ECLI:NL:HR:2013:168

Hoge Raad

Datum uitspraak
12 juli 2013
Publicatiedatum
24 juli 2013
Zaaknummer
12/05009
Instantie
Hoge Raad
Type
Uitspraak
Rechtsgebied
Bestuursrecht; Belastingrecht
Procedures
  • Cassatie
Rechters
Vindplaatsen
  • Rechtspraak.nl
AI samenvatting door LexboostAutomatisch gegenereerd

Cassatieberoep inzake aanslag inkomstenbelasting/premie volksverzekeringen

In deze zaak heeft de Hoge Raad op 12 juli 2013 uitspraak gedaan in het cassatieberoep van belanghebbende tegen de uitspraak van het Gerechtshof te Amsterdam. Het beroep was gericht tegen een aanslag in de inkomstenbelasting/premie volksverzekeringen voor het jaar 2007. De Inspecteur had de aanslag na bezwaar gehandhaafd, waarna de Rechtbank te Haarlem het beroep van belanghebbende gegrond verklaarde en de aanslag verminderde. Het Gerechtshof bevestigde echter de uitspraak van de Rechtbank, wat leidde tot het cassatieberoep.

Belanghebbende stelde drie middelen voor in het cassatieberoep, waarop de Staatssecretaris van Financiën een verweerschrift indiende. De Hoge Raad beoordeelde de middelen en concludeerde dat deze niet tot cassatie konden leiden. Volgens artikel 81, lid 1, van de Wet op de rechterlijke organisatie was er geen nadere motivering nodig, aangezien de middelen niet leidden tot rechtsvragen die van belang waren voor de rechtseenheid of de rechtsontwikkeling.

De Hoge Raad oordeelde verder dat er geen termen aanwezig waren voor een veroordeling in de proceskosten. Uiteindelijk verklaarde de Hoge Raad het beroep in cassatie ongegrond. Dit arrest werd uitgesproken door vice-president J.A.C.A. Overgaauw, samen met de raadsheren C.B. Bavinck en C.H.W.M. Sterk, in aanwezigheid van griffier E. Cichowski.

Uitspraak

12 juli 2013
nr. 12/05009
Arrest
gewezen op het beroep in cassatie van
[X]te
[Z](hierna: belanghebbende) tegen de uitspraak van het
Gerechtshof te Amsterdamvan 20 september 2012, nr. 11/00900, betreffende een aanslag in de inkomstenbelasting/premie volksverzekeringen.

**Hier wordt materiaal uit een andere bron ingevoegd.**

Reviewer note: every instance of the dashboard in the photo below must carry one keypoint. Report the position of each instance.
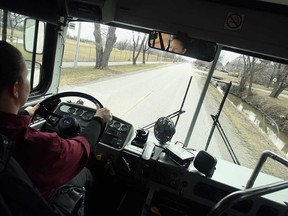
(176, 189)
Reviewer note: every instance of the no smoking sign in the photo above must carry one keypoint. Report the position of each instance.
(234, 21)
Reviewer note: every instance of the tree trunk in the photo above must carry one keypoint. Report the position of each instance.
(252, 71)
(98, 44)
(281, 83)
(110, 41)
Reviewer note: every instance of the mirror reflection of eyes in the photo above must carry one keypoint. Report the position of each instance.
(186, 46)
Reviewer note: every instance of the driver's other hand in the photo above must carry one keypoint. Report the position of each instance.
(31, 109)
(104, 114)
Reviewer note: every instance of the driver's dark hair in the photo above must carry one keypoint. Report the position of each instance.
(11, 64)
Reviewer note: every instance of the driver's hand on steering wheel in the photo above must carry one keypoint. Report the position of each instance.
(104, 114)
(31, 109)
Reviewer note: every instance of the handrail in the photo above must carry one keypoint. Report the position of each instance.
(249, 192)
(241, 195)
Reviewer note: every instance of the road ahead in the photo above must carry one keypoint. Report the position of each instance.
(72, 64)
(143, 97)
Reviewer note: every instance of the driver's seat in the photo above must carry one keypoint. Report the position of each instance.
(18, 195)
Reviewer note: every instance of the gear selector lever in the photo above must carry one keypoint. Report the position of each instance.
(141, 138)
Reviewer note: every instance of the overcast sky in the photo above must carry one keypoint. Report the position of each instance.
(87, 30)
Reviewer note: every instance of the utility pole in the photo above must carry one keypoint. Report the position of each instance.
(77, 46)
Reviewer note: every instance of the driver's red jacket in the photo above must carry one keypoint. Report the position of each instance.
(49, 160)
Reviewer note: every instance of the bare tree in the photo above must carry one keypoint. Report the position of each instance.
(250, 67)
(281, 80)
(14, 20)
(103, 53)
(136, 40)
(145, 48)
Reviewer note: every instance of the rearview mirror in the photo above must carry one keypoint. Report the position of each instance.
(182, 44)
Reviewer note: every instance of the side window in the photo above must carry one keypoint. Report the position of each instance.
(25, 34)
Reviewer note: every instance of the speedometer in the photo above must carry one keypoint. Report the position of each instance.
(87, 116)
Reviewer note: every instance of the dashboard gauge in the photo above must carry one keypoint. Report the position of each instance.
(124, 128)
(79, 111)
(87, 116)
(71, 110)
(116, 125)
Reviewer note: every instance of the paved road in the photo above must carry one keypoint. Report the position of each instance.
(72, 64)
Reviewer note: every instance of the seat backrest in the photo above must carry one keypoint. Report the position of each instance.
(18, 195)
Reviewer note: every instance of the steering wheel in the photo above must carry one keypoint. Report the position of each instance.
(59, 121)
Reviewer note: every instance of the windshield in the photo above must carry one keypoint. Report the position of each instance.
(140, 85)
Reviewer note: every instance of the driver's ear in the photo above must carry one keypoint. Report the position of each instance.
(15, 88)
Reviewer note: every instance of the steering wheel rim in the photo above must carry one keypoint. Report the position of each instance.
(48, 115)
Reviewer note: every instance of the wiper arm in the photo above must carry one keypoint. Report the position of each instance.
(175, 114)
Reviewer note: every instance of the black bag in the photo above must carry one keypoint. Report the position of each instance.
(68, 200)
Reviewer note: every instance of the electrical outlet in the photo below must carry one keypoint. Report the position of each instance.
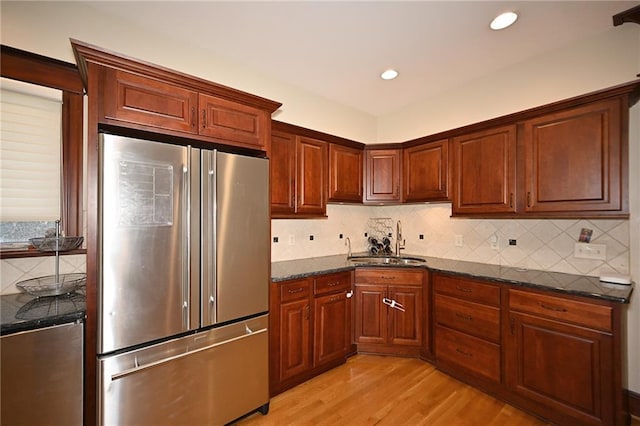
(590, 251)
(494, 242)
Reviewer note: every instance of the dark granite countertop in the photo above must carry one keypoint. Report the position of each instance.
(22, 312)
(558, 282)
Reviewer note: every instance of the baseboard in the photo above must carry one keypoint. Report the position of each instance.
(634, 403)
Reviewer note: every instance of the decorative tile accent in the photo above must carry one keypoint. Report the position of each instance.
(542, 244)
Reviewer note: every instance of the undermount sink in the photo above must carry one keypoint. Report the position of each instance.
(386, 260)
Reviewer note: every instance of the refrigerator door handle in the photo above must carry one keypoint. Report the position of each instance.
(138, 367)
(186, 247)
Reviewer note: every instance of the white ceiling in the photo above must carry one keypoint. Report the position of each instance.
(337, 49)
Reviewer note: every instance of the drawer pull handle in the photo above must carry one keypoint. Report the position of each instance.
(392, 303)
(552, 308)
(464, 317)
(461, 352)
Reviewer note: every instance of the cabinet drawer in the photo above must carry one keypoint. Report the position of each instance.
(469, 317)
(572, 311)
(294, 290)
(468, 353)
(332, 283)
(467, 289)
(388, 276)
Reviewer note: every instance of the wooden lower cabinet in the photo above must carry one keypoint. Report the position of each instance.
(388, 312)
(310, 328)
(562, 358)
(556, 356)
(467, 327)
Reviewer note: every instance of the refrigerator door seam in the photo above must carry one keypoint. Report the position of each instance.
(182, 355)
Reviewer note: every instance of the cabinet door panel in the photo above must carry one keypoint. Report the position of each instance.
(371, 314)
(345, 174)
(561, 366)
(312, 177)
(332, 327)
(295, 334)
(426, 172)
(283, 169)
(484, 164)
(144, 101)
(406, 326)
(573, 159)
(234, 122)
(383, 175)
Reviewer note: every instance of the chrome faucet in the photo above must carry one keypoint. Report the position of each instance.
(399, 239)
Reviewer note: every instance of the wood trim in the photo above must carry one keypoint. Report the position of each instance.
(314, 134)
(36, 69)
(86, 53)
(630, 89)
(633, 399)
(41, 70)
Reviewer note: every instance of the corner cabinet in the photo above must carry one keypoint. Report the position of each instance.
(485, 171)
(310, 328)
(383, 176)
(426, 172)
(298, 176)
(388, 312)
(345, 174)
(574, 160)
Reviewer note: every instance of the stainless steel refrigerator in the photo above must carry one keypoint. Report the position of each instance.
(183, 287)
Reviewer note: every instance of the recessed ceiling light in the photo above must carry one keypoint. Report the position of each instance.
(389, 74)
(503, 20)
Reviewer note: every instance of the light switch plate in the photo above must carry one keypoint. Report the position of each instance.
(590, 251)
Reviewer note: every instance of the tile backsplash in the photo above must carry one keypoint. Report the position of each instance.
(542, 244)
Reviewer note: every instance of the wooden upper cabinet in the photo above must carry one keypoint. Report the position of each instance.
(299, 168)
(426, 172)
(383, 175)
(135, 99)
(231, 121)
(485, 171)
(573, 160)
(311, 184)
(138, 95)
(345, 174)
(283, 173)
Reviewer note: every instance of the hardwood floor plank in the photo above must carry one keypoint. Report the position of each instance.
(379, 390)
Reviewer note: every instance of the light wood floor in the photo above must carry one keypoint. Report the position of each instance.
(377, 390)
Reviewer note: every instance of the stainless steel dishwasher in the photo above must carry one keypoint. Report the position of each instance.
(41, 375)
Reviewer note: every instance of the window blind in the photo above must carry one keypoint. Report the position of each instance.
(30, 152)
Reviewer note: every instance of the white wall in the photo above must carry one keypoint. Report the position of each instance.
(45, 28)
(608, 59)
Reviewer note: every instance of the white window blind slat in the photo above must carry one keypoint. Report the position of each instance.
(30, 155)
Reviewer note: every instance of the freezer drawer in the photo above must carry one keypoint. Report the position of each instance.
(209, 378)
(41, 375)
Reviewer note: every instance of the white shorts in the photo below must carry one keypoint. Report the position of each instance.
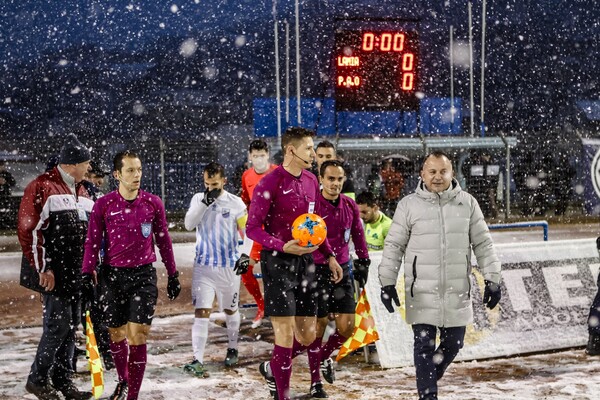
(208, 282)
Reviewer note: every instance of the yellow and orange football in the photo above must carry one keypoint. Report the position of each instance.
(309, 229)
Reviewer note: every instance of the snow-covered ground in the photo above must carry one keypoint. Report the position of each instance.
(562, 375)
(568, 374)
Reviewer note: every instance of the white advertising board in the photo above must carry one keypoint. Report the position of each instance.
(547, 289)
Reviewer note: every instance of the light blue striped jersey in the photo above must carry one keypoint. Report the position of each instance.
(216, 229)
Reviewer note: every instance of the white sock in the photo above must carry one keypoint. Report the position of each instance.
(199, 337)
(233, 329)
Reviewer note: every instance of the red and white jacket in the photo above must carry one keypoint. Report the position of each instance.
(52, 227)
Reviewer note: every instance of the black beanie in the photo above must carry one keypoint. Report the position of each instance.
(73, 151)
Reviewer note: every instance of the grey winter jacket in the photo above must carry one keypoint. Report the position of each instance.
(435, 233)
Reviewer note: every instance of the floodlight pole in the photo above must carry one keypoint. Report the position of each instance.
(298, 62)
(277, 78)
(452, 109)
(472, 101)
(483, 17)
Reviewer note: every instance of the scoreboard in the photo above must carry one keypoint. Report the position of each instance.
(376, 69)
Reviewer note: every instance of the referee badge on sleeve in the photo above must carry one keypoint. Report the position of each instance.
(146, 229)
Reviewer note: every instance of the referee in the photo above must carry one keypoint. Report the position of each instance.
(288, 268)
(130, 221)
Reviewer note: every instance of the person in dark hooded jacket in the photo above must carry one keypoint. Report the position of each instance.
(52, 226)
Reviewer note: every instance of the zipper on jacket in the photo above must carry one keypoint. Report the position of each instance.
(468, 277)
(443, 261)
(412, 285)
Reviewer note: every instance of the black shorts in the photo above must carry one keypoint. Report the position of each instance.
(128, 294)
(289, 282)
(334, 297)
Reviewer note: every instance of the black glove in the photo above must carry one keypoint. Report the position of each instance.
(361, 270)
(389, 293)
(242, 264)
(88, 293)
(491, 294)
(173, 287)
(210, 196)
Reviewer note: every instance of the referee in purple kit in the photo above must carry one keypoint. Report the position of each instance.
(288, 268)
(343, 224)
(130, 221)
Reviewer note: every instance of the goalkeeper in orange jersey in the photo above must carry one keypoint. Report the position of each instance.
(260, 166)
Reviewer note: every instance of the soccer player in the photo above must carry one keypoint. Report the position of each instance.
(326, 151)
(377, 224)
(259, 158)
(131, 221)
(343, 223)
(216, 215)
(288, 268)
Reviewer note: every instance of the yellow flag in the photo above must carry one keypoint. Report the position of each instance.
(93, 355)
(364, 328)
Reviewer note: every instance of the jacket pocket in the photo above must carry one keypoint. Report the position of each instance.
(412, 285)
(469, 277)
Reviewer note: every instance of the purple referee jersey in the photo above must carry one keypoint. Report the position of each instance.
(279, 198)
(128, 229)
(343, 223)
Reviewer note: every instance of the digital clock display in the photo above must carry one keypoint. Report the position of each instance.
(376, 70)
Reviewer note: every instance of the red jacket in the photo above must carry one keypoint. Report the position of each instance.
(52, 226)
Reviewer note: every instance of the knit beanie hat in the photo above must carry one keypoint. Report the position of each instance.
(73, 151)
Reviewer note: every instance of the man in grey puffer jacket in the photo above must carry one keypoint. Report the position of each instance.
(434, 230)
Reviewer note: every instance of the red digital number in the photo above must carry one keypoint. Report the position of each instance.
(386, 42)
(408, 62)
(399, 42)
(368, 41)
(408, 81)
(348, 81)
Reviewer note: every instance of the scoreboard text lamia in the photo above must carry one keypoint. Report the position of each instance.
(376, 70)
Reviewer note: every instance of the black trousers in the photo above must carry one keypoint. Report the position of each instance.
(432, 362)
(594, 318)
(54, 357)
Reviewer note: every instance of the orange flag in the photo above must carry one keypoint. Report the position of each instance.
(364, 328)
(93, 355)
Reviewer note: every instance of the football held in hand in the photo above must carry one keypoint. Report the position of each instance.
(309, 229)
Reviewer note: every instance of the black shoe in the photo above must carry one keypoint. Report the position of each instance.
(317, 391)
(327, 370)
(593, 347)
(262, 368)
(42, 392)
(108, 363)
(79, 352)
(120, 392)
(71, 392)
(231, 358)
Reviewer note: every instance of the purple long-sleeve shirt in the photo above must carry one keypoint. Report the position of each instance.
(278, 199)
(129, 230)
(343, 223)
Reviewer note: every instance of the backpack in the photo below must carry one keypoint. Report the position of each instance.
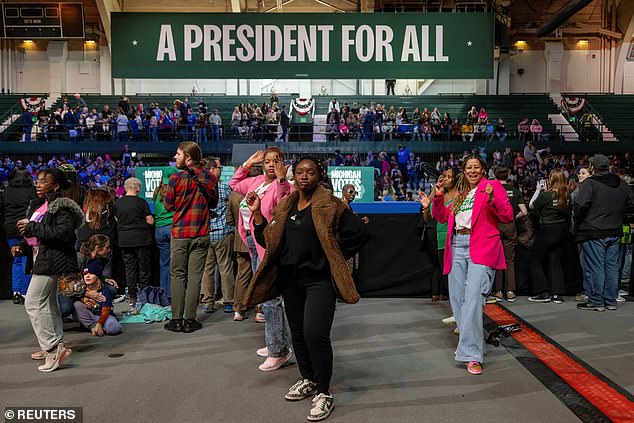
(525, 231)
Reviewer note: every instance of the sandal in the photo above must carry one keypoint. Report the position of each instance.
(474, 368)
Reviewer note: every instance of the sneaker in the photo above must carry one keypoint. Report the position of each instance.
(557, 299)
(541, 298)
(322, 407)
(274, 363)
(174, 325)
(581, 298)
(449, 321)
(208, 308)
(474, 368)
(191, 325)
(55, 359)
(302, 389)
(237, 317)
(588, 306)
(38, 355)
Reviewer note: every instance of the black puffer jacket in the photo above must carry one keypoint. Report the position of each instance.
(56, 233)
(13, 205)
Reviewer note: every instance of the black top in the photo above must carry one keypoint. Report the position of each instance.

1.Het geding in feitelijke instanties

Aan belanghebbende is voor het jaar 2007 een aanslag in de inkomstenbelasting/premie volksverzekeringen opgelegd, welke aanslag, na daartegen gemaakt bezwaar, bij uitspraak van de Inspecteur is gehandhaafd.
De Rechtbank te Haarlem (nr. AWB 11/1702) heeft het tegen die uitspraak ingestelde beroep gegrond verklaard, de uitspraak van de Inspecteur vernietigd en de aanslag verminderd.
Belanghebbende heeft tegen de uitspraak van de Rechtbank hoger beroep ingesteld bij het Hof.
Het Hof heeft de uitspraak van de Rechtbank bevestigd.

2.Geding in cassatie

Belanghebbende heeft tegen ’s Hofs uitspraak beroep in cassatie ingesteld en daarbij drie middelen voorgesteld.
De Staatssecretaris van Financiën heeft een verweerschrift ingediend.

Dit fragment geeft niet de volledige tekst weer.